Aktuelles Lexikon:Dirigentengeländer

Es schützt den Maestro vor Stürzen vom Podium - nicht aber das Publikum vor Aktionen von Klimaschützern.

Von Reinhard J. Brembeck

Manchmal, meistens ist dann die Musik entspannt, greift ein Dirigent mit der linken Hand hinter sich und findet Halt an dem Geländer, das in fast allen Konzertsälen der Welt sein Podium hin zum Publikum abtrennt. Dieses Geländer soll Schlimmstes verhindern, soll verhindern, dass die Dirigenten, es sind immer noch mehr Männer in diesem Beruf zu sehen als Frauen, im besinnungslos machenden Rausch der Musik vom je nach individuellen Bedarf mehrere Dezimeter hohen Podest nach hinten stürzen und sich dabei verletzen. Das Podium ist notwendig, damit alle 100 Orchestermusiker den Maestro gut sehen, es bedeutet aber auch ein Gesundheitsrisiko. Kurt Masur stürzte nach links weg (Hüftbruch), Bernard Haitink auf das Podest und Riccardo Muti nach vorn, da half ihnen kein Geländer. Aktivisten der "Letzten Generation" haben sich am Mittwochabend, und anders als die Dirigenten: dem Publikum zugewandt, aufs Podium der Hamburger Elbphilharmonie begeben, vor Beginn eines Konzerts.
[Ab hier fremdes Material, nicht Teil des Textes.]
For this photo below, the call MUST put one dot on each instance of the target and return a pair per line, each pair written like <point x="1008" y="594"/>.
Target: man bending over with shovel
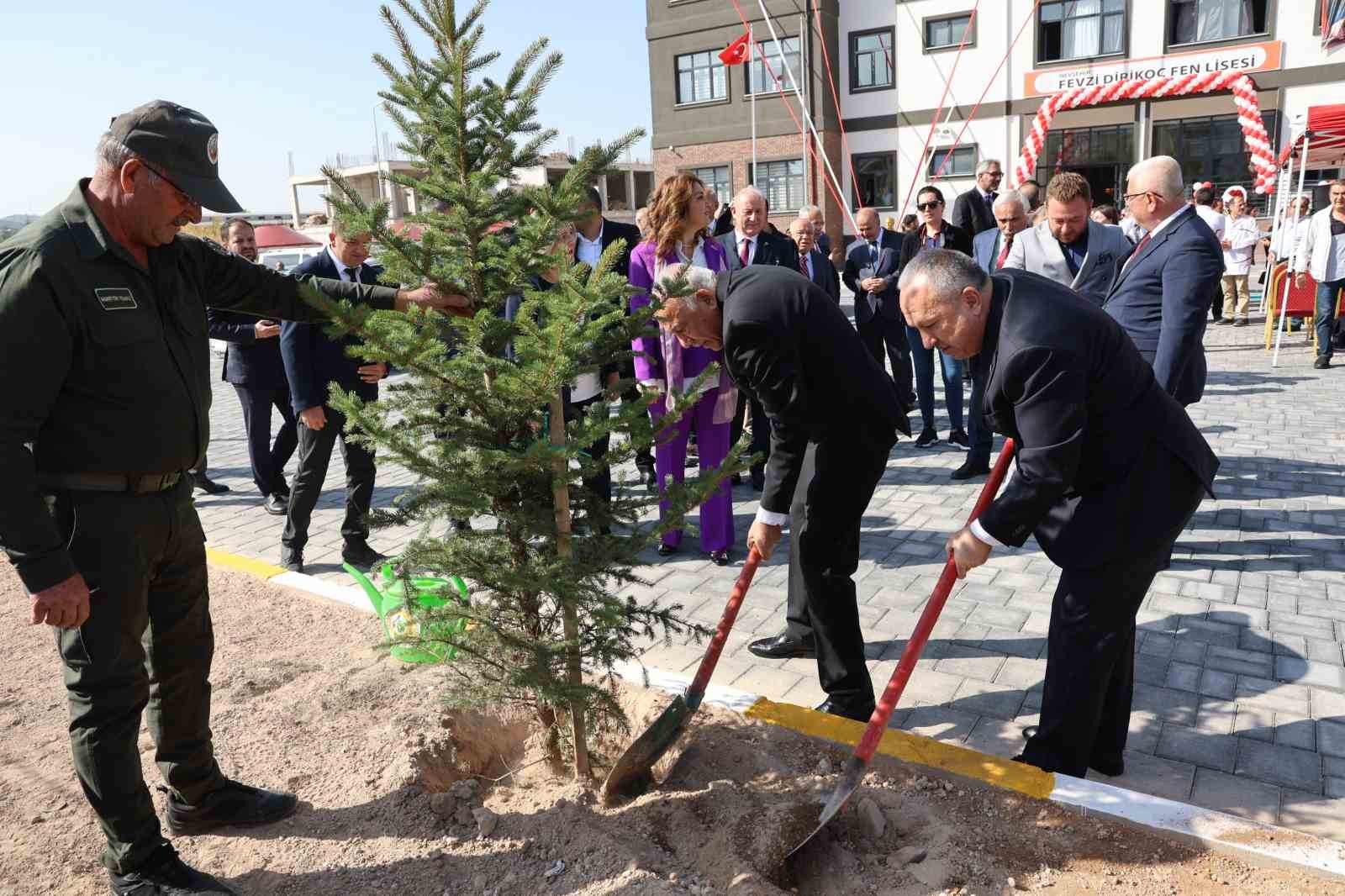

Sie haben sich bei ihrem Protest gegen die Klimasünden der Menschheit ans Dirigentengeländer geklebt und somit die individuelle Schutzfunktion des Gestänges ins Gesamtmenschliche erweitert. Die Aktion stieß nicht nur auf Gegenliebe, auch wenn in Hamburg , anders als bei ähnlichen Aktionen in Museen, die Musik selbst in keinem Moment gefährdet war. Sie ist ja immateriell.